Alternative Solutions

I thought, let’s decrease the load. I’ve tested checking every time the user types markdown syntax like asterisks and m-dashes, and doing validation on any tag that has been edited (key release within a tags range). but there are so many variables to consider with the users input– like when text is pasted into the editor, as it is difficult to determine what the effects of certain syntax combinations could have on the surrounding documents markdown–these would need to be checked and validated.

Is there some better and more intuitive method to highlight markdown that I haven’t thought of yet? is there a way to drastically speed up my original idea? Or is python and Tkinter simply not able to do what I’m trying to do fast enough.

Thanks in advance.


Solution

  • If you don't want to use an external library and keep the code simple, using re.finditer() seems faster than Text.search().

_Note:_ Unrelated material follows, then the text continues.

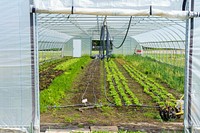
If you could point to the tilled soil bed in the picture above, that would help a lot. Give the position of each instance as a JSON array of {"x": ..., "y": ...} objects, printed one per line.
[{"x": 89, "y": 85}]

    You can use a single regular expression to match all cases:

    regexp = re.compile(r"((?P<delimiter>\*{1,3})[^*]+?(?P=delimiter)|(?P<delimiter2>\_{1,3})[^_]+?(?P=delimiter2))")
    

    The length of the "delimiter" group gives you the tag and the span of the match gives you where to apply the tag.

    Here is the code:

    import re
    import tkinter
    
    root = tkinter.Tk()
    root.title("Markdown Text Editor")
    editor = tkinter.Text(root)
    editor.pack()
    
    # bind each key Release to the markdown checker function
    editor.bind("<KeyRelease>", lambda event: check_markdown())
    
    # configure markdown styles
    editor.tag_config("bold", foreground="#FF0000") # red for debugging clarity
    editor.tag_config("italic", foreground="#00FF00") # green for debugging clarity
    editor.tag_config("bold-italic", foreground="#0000FF") # blue for debugging clarity
    
    regexp = re.compile(r"((?P<delimiter>\*{1,3})[^*]+?(?P=delimiter)|(?P<delimiter2>\_{1,3})[^_]+?(?P=delimiter2))")
    tags = {1: "italic", 2: "bold", 3: "bold-italic"}  # the length of the delimiter gives the tag
    
    
    def check_markdown(start_index="insert linestart", end_index="insert lineend"):
        text = editor.get(start_index, end_index)
        # remove all tag instances
        for tag in tags.values():
            editor.tag_remove(tag, start_index, end_index)
        # loop through each match and add the corresponding tag
        for match in regexp.finditer(text):
            groupdict = match.groupdict()
            delim = groupdict["delimiter"] # * delimiter
            if delim is None:
                delim = groupdict["delimiter2"]  # _ delimiter
            start, end = match.span()
            editor.tag_add(tags[len(delim)], f"{start_index}+{start}c", f"{start_index}+{end}c")
        return
    
    root.mainloop()
    

    Note that check_markdown() only works if start_index and end_index are on the same line, otherwise you need to split the text and do the search line by line.